Current state of mammography-based artificial intelligence for future breast cancer risk prediction: a systematic review.
Authors
Affiliations (8)
Affiliations (8)
- Department of Radiology, University of Washington School of Medicine, WA, USA.
- Northwest Screening and Cancer Outcomes Research Enterprise, University of Washington, Seattle, WA, USA.
- Lunit, Seoul, South Korea.
- Department of Surgery, Medical University of South Carolina, Charleston, SC, USA.
- Department of Radiology, University of Wisconsin-Madison School of Medicine and Public Health, Madison, WI, USA.
- Computational Precision Health, University of California Berkeley and University of California San Francisco, CA, USA.
- Departments of Medicine and Epidemiology and Biostatistics, University of California, San Francisco, CA, USA.

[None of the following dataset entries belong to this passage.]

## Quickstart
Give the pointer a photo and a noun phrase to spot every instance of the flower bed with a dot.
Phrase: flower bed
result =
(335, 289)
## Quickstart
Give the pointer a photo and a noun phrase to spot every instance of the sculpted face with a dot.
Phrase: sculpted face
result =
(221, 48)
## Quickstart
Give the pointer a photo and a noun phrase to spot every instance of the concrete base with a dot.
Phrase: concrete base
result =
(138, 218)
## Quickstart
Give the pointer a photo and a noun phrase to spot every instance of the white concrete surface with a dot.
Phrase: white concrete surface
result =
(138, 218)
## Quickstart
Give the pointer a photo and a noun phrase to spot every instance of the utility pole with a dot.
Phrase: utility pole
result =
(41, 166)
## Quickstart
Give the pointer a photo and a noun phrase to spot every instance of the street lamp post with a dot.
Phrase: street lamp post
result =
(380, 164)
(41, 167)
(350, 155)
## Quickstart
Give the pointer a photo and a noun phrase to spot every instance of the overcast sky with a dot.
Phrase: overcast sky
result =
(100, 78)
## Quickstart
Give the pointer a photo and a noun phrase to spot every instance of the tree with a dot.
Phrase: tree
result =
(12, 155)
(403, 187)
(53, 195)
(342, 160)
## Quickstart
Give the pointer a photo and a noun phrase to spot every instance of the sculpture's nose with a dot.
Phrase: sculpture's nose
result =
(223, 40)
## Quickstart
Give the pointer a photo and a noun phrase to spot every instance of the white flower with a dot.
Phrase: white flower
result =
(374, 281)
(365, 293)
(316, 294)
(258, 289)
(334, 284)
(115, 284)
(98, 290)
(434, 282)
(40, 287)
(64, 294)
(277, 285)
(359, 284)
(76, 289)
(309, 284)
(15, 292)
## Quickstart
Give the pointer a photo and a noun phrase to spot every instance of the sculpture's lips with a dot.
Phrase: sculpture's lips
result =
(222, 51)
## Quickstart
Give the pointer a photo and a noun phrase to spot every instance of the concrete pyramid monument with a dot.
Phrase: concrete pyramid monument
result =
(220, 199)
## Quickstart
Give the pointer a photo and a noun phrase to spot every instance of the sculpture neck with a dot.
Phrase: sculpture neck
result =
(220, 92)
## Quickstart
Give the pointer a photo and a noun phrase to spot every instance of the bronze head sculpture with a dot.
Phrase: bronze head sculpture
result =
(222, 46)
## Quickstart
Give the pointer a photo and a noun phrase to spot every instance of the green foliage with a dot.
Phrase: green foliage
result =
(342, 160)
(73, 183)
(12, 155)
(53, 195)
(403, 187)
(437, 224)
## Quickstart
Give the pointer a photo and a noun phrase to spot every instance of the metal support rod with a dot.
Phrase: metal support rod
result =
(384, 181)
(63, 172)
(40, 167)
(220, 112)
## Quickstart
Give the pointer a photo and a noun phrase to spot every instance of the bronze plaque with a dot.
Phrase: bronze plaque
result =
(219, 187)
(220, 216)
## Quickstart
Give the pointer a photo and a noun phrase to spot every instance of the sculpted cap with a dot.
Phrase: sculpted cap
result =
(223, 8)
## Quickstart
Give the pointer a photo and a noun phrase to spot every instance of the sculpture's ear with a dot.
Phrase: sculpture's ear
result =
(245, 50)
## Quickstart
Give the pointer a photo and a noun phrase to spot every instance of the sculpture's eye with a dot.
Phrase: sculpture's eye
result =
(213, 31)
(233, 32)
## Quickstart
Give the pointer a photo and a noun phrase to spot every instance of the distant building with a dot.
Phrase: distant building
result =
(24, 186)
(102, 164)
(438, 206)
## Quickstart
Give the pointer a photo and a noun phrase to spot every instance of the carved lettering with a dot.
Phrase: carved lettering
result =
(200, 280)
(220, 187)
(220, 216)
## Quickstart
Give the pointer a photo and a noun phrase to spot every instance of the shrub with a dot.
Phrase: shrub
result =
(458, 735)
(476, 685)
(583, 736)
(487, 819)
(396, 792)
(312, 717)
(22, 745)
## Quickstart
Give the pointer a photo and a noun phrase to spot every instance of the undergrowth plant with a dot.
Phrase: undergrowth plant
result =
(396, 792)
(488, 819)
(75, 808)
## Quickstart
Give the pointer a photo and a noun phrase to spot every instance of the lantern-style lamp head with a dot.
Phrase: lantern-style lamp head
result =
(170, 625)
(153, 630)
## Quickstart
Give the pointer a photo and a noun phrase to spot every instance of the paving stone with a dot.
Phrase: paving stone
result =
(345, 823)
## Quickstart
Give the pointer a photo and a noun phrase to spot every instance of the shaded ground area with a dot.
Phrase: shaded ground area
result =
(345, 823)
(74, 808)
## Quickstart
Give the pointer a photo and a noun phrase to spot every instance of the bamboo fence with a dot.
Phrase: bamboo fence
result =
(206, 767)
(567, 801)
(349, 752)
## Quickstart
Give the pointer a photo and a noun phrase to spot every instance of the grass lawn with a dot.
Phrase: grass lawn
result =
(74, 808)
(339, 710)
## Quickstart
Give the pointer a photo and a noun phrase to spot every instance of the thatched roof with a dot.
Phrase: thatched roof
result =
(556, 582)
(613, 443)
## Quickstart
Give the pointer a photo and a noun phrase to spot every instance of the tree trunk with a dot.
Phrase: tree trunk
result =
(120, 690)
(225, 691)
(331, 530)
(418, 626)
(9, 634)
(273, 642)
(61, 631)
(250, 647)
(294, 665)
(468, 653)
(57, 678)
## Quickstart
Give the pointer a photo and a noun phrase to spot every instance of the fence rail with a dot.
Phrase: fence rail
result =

- Division of Epidemiology, Department Quantitative Sciences, Mayo Clinic, Rochester, MN, USA.
Abstract
There is growing interest in artificial intelligence (AI) models for predicting future breast cancer (BC). We performed a systematic review of studies of mammography-based AI models for future BC risk prediction to summarize current evidence, identify knowledge gaps and inform future research directions. We searched six databases for studies from January 1, 2012 to February 28, 2025 that evaluated mammography-based AI models for future BC risk prediction. We extracted study design, participants' race and ethnicity, geographic origin, mammogram type, vendor, prediction time frame, BC type predicted, external validation and exclusion of cancers diagnosed on the index screening mammogram. Areas Under the Receiver Operating Curve (AUCs) were summarized overall and by study characteristics. Forty-one studies met our inclusion criteria. All studies were retrospective, and most used 2D mammograms (n = 37 studies) acquired using Hologic equipment (n = 25) and performed in the United States (n = 17); White, non-Hispanic women were most represented. Nearly all (40) studies assessed discrimination performance with median AUC of 0.71 for ≤2-year risk prediction, 0.72 for 3-4 year, and 0.71 for ≥5-year prediction. Median AUC was 0.75 for studies including index cancers versus 0.68 when excluded. Six studies reported model calibration performance ranging from good to overestimation of risk. Future studies should evaluate models using digital breast tomosynthesis, examine performance for aggressive or advanced BC, include diverse populations, and evaluate both discrimination and model calibration. Prospective evaluations are needed to determine the clinical utility of mammography-based AI models for personalized risk-based breast cancer screening before implementation.